Attempt to Commit a Crime

In Florida, it is a crime to attempt, solicit or conspire to commit a crime – even if the crime itself is ever actually carried out. One way to think about these offenses is to consider that they are each stops along the road to the commission of a crime. While an attempt to commit a crime can involve a single person, solicitation and conspiracy must involve a third party.

At The Ansara Law Firm, our Fort Lauderdale criminal defense lawyers recognize the severity of these offenses, but we also know there are often a number of solid legal defenses and strategies that can work in your favor. We work diligently to ensure your rights and best interests are protected.

What Is an Attempt to Commit a Crime?

Florida law – specifically F.S. 777.04(1) – defines “attempt to commit a crime” as an attempt to commit an offense that is forbidden by law AND in such an attempt “does any act toward the commission” of such offense,” yet is intercepted or prevented from actual execution of the crime.

This means that not only do prosecutors have to show that you not only had the intention to commit a crime, but also that you took some action in furtherance of that intention.

In other words:

  • Defendant went beyond simply thinking or talking about a crime.
  • Defendant would have been successful in committing the crime, except that:
    1. Someone or something stopped defendant;
    2. Defendant was not successful.

One of the ways we might defend an attempt to commit a crime is specifically outlined in F.S. 777.04(5)(a). This statute indicates that a valid defense could be asserted if defendant abandoned his or her attempt to commit the crime or otherwise prevented it from happening. For this defense to apply, defendants need to indicate a complete and voluntary renunciation of the criminal purpose.

What is Solicitation?

F.S. 777.04(2) describes solicitation as occurring when someone solicits another person to commit an illegal act and in the course of doing so commands, encourages, hires or requests another person to engage in conduct that would constitute such offense or an attempt to commit such offense.

To “solicit” means to try to induce or ask earnestly to do something.

What prosecutors will need to prove is:

  • Defendant asked someone to commit a crime AND;
  • While discussing the crime, defendant directed, encouraged, invited, asked or hired another person to commit a crime or attempt to commit a crime.

Unlike with an attempt, it’s not necessary with solicitation that you personally did anything in furtherance of the offense that was solicited.

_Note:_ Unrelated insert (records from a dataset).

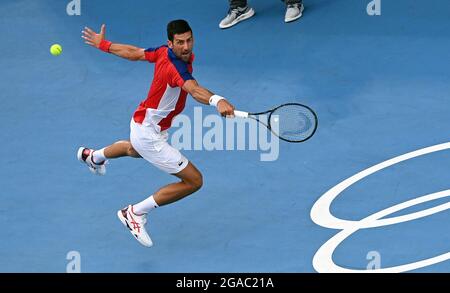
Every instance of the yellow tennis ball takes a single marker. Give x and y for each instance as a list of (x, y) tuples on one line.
[(56, 49)]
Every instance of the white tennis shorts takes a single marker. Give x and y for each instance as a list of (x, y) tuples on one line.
[(153, 147)]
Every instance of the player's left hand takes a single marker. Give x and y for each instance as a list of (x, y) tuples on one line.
[(225, 108), (92, 38)]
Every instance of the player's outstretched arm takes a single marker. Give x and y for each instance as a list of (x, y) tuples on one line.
[(206, 97), (98, 41)]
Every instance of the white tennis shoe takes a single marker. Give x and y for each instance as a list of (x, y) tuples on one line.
[(136, 225), (85, 155)]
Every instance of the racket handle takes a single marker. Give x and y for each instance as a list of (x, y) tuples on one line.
[(240, 114)]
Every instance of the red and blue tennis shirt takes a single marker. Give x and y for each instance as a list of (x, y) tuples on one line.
[(166, 98)]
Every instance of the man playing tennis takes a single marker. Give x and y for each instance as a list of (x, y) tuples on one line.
[(166, 98)]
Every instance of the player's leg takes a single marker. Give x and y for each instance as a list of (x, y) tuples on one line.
[(122, 148), (134, 217), (191, 181), (96, 159)]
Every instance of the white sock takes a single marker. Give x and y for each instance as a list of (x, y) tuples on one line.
[(99, 156), (145, 206)]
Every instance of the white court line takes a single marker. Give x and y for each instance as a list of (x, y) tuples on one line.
[(321, 215)]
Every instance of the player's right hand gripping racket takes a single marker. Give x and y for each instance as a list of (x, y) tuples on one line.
[(294, 122)]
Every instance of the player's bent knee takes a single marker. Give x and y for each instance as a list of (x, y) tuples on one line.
[(196, 182)]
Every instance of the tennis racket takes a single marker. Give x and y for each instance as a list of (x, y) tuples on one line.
[(291, 122)]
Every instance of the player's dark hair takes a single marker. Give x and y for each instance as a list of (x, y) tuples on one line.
[(175, 27)]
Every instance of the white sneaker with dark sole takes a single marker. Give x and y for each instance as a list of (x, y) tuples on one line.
[(235, 16), (135, 224), (84, 155)]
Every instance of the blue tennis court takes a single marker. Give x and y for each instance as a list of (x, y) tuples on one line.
[(380, 86)]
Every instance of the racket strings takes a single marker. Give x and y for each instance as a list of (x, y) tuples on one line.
[(293, 122)]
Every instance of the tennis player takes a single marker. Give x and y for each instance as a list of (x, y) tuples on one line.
[(172, 81)]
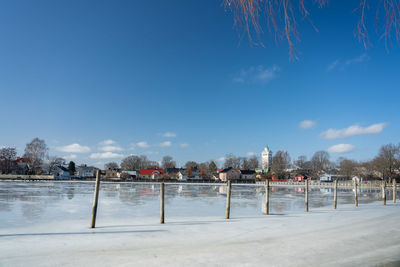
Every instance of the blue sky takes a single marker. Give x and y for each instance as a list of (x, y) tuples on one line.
[(100, 80)]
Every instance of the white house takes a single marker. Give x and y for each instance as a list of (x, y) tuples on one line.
[(60, 172), (85, 171), (266, 158)]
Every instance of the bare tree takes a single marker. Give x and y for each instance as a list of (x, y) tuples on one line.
[(111, 166), (387, 160), (7, 159), (320, 162), (281, 17), (280, 162), (348, 167), (35, 153), (167, 162), (191, 165), (212, 168), (253, 163), (131, 163), (54, 161), (231, 161)]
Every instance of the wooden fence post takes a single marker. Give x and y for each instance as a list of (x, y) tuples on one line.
[(228, 200), (306, 195), (162, 189), (267, 197), (384, 193), (335, 195), (355, 194), (96, 200)]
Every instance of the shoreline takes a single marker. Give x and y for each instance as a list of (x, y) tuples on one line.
[(349, 236)]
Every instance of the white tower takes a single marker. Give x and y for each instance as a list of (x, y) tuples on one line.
[(266, 158)]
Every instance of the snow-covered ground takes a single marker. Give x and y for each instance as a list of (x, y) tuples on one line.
[(47, 224)]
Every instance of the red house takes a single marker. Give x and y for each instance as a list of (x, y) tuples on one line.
[(151, 173)]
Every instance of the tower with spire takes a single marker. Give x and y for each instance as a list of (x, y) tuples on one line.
[(266, 158)]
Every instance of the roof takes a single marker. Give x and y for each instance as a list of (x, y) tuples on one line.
[(62, 168), (249, 172), (172, 170), (150, 171), (227, 170), (86, 168)]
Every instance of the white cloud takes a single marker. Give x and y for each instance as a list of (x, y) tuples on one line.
[(107, 142), (364, 57), (307, 124), (105, 155), (72, 156), (74, 148), (257, 74), (341, 148), (353, 130), (111, 148), (143, 144), (169, 134), (332, 65), (152, 152), (165, 144)]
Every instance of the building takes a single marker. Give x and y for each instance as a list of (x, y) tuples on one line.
[(151, 173), (229, 174), (266, 158), (85, 171), (112, 173), (60, 172), (248, 174)]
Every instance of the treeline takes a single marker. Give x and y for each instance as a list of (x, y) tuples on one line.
[(135, 163), (36, 157)]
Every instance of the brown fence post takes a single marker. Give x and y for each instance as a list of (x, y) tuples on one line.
[(228, 200), (162, 189), (384, 193), (96, 200), (355, 194), (267, 197), (335, 195), (306, 195)]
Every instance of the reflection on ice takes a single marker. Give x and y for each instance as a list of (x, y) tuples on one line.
[(23, 203)]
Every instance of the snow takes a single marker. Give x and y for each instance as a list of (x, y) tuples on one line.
[(195, 233)]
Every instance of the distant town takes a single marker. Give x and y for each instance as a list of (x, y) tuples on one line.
[(276, 166)]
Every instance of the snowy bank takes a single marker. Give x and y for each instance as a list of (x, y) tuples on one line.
[(365, 236)]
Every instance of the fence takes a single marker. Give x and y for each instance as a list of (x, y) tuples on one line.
[(306, 184)]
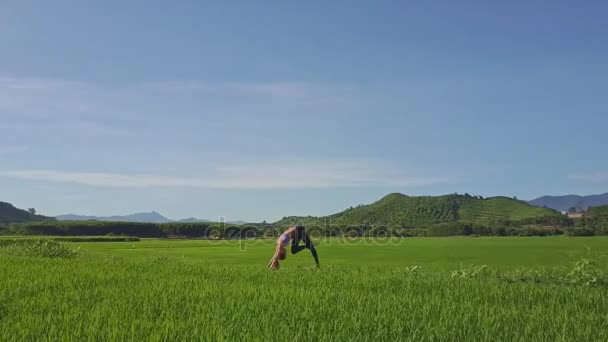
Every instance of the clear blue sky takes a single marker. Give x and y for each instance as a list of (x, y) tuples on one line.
[(256, 110)]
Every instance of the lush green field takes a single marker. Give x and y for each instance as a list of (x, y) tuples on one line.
[(530, 289)]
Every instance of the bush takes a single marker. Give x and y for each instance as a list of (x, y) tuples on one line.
[(38, 248), (580, 232)]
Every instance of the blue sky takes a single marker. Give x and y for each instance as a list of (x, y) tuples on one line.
[(256, 110)]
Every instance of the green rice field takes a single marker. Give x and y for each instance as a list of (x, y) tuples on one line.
[(413, 289)]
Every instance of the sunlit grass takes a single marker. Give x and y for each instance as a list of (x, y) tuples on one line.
[(418, 289)]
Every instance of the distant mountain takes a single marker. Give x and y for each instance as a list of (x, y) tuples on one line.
[(151, 217), (417, 211), (193, 220), (239, 222), (564, 203), (10, 214)]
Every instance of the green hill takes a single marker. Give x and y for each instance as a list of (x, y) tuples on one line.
[(420, 211), (10, 214), (597, 218)]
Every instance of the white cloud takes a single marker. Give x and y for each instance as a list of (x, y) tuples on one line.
[(300, 175), (593, 177), (13, 149)]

In other words, let’s say you encourage someone to kill your spouse. You don’t need to commit any act or make a payment in order to be convicted for solicitation of murder.

Whether anyone actually goes through with the act is irrelevant to whether you will be convicted. Another example: You approach a sex worker and ask for a sexual favor in exchange for money. However, it turns out the “prostitute” was actually an undercover police officer. You can be arrested immediately after asking the other person to exchange sex for money – even if you never actually exchanged money.

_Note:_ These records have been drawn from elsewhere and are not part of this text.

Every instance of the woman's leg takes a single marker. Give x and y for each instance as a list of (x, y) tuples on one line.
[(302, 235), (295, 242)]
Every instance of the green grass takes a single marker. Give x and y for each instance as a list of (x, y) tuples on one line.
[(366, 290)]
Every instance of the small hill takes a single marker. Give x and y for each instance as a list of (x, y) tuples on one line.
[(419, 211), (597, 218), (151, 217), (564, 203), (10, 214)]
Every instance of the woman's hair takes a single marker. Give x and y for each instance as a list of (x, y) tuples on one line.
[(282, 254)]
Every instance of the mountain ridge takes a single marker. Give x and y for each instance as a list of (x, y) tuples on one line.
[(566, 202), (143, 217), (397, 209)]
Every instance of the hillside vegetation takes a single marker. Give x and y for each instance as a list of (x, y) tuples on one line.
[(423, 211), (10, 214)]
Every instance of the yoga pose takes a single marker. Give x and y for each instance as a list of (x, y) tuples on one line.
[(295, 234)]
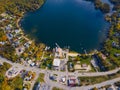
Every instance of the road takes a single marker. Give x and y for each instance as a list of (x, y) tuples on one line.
[(76, 74)]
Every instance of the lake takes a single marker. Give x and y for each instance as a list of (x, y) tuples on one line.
[(73, 23)]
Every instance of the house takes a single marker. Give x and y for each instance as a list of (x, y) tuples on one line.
[(56, 62)]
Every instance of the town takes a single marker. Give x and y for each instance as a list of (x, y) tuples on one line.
[(26, 65)]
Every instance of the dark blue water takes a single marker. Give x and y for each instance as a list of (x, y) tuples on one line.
[(73, 23)]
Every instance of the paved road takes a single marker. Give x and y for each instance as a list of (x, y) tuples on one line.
[(52, 84)]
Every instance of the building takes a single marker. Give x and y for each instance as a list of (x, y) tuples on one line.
[(56, 62)]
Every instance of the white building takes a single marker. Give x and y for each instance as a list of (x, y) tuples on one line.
[(56, 62)]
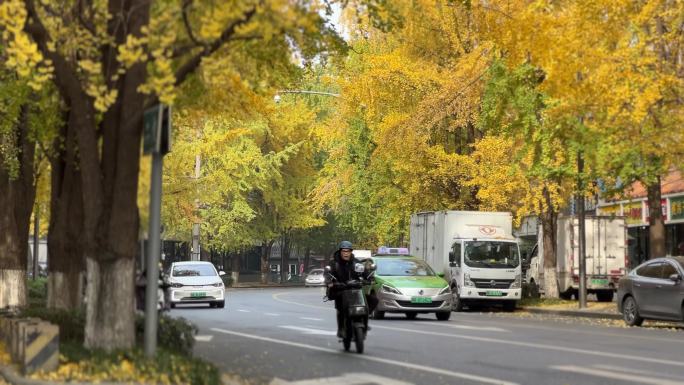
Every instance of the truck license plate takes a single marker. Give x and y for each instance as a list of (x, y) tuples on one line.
[(421, 300)]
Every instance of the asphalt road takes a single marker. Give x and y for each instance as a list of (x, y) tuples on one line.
[(287, 336)]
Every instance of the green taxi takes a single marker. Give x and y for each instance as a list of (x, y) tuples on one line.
[(405, 284)]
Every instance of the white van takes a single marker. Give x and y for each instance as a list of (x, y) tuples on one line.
[(475, 250)]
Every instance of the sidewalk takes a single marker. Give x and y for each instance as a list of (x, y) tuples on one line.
[(254, 285)]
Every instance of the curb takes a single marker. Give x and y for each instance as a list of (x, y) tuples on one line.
[(574, 313), (14, 378)]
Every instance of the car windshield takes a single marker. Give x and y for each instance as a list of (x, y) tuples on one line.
[(491, 254), (402, 267), (199, 270)]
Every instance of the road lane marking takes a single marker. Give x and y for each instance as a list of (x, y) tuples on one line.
[(615, 375), (347, 379), (276, 297), (537, 346), (515, 325), (464, 327), (649, 373), (461, 318), (406, 365), (309, 330)]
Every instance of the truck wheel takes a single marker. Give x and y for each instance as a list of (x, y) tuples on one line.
[(604, 296), (443, 315), (358, 338), (457, 304), (566, 295), (533, 290)]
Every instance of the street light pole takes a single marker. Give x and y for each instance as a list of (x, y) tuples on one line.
[(582, 235)]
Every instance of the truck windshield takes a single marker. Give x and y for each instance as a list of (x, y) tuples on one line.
[(491, 254)]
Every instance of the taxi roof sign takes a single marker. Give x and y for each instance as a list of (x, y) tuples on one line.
[(393, 250)]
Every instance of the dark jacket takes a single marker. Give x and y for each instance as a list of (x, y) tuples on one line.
[(343, 271)]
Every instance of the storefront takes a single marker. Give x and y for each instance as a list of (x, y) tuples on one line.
[(636, 213)]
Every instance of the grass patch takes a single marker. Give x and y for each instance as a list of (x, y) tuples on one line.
[(37, 292), (79, 364), (173, 363), (543, 302)]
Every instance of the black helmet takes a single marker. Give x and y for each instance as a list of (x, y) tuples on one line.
[(345, 245)]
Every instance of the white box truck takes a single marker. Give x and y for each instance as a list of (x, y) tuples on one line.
[(606, 256), (476, 251)]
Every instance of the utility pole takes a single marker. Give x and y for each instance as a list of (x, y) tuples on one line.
[(195, 255), (582, 233), (157, 135), (36, 228)]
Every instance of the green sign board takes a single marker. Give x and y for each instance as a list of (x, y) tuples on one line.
[(677, 208)]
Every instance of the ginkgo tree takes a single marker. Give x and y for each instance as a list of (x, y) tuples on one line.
[(109, 60)]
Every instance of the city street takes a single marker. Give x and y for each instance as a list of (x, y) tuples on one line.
[(287, 336)]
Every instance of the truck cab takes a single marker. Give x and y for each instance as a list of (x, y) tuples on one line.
[(485, 270)]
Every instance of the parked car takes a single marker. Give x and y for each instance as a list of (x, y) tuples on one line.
[(653, 290), (196, 282), (315, 278), (405, 284)]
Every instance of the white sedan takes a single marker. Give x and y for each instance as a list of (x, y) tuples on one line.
[(196, 282)]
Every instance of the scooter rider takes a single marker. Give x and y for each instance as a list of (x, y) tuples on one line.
[(342, 268)]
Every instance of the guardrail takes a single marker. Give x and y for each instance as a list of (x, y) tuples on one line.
[(32, 342)]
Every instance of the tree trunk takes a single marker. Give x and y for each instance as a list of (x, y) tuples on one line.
[(17, 195), (284, 257), (307, 259), (548, 220), (66, 264), (110, 307), (656, 229), (237, 265)]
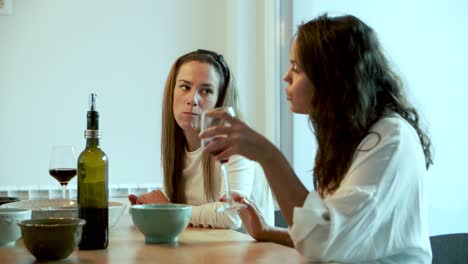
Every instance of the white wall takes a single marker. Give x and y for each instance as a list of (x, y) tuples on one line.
[(427, 42), (53, 53)]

A defense to solicitation is found in F.S. 777.04(5)(b). This section indicates that if after you solicit someone to commit an offense and then persuade that person not to commit the offense or otherwise prevent its commission, then you can’t be convicted of the crime of solicitation.

What is Conspiracy?

A conspiracy occurs when a defendant goes beyond simply asking someone else to commit a crime, and involves the defendant agreeing with the other person to carry out a crime together. It should be noted that per F.S. 777.04(3), it’s not necessary for a defendant to orally agree to this kind of arrangement, and it’s also not necessary to show that both parties went through with the act.

What prosecutors need to prove conspiracy is:

  • Defendant asked another person to commit a crime AND;
  • Defendant agreed with the other person to commit a crime.

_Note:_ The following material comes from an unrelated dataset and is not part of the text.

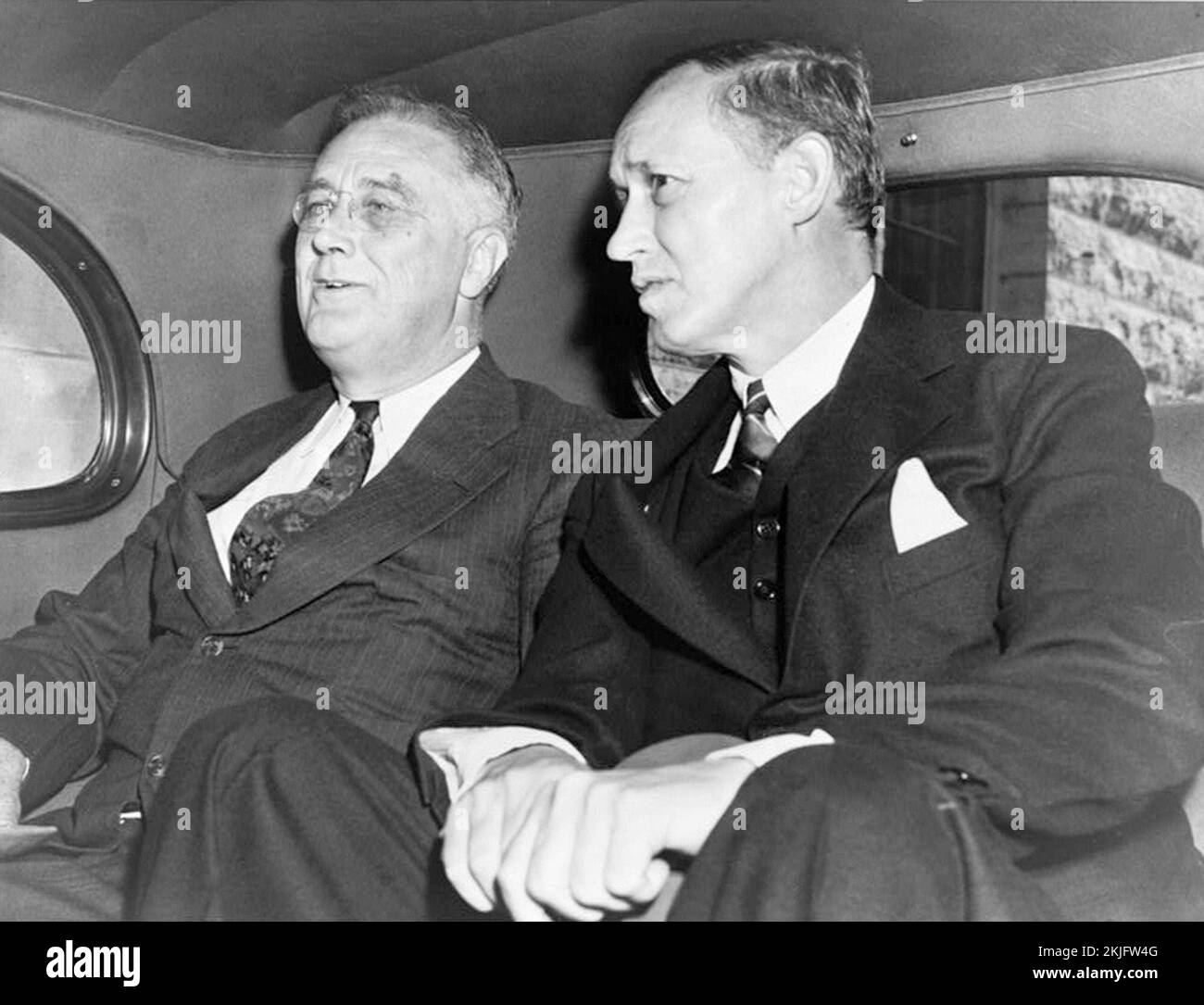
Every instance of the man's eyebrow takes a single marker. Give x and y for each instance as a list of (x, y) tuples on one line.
[(394, 183), (316, 184)]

If after conspiring to commit a crime, defendant either convinced or prevented the other person from carrying out the crime, defendant will not be convicted of conspiracy.

Penalties for Attempt, Solicitation and Conspiracy

Punishment for these offenses really depends on the severity of the underlying crime. For example, if we’re talking about prostitution, which is generally a second-degree misdemeanor, solicitation is going to be a second-degree misdemeanor also, which carries a maximum 60-day jail sentence and a $500 fine.

However, if we’re talking about a much more serious underlying offense, the penalties will be higher. For example, if the offense is a third-degree felony theft, the penalty for attempt, solicitation or conspiracy will be a first-degree misdemeanor, punishable by up to one year in prison.

If we’re talking about second-degree murder, which is a first-degree felony, the crime of attempt, solicitation or conspiracy is a second-degree felony, which carries a maximum 15-year prison sentence. In some cases, an attempt, solicitation or conspiracy can carry a maximum prison term of 30 years.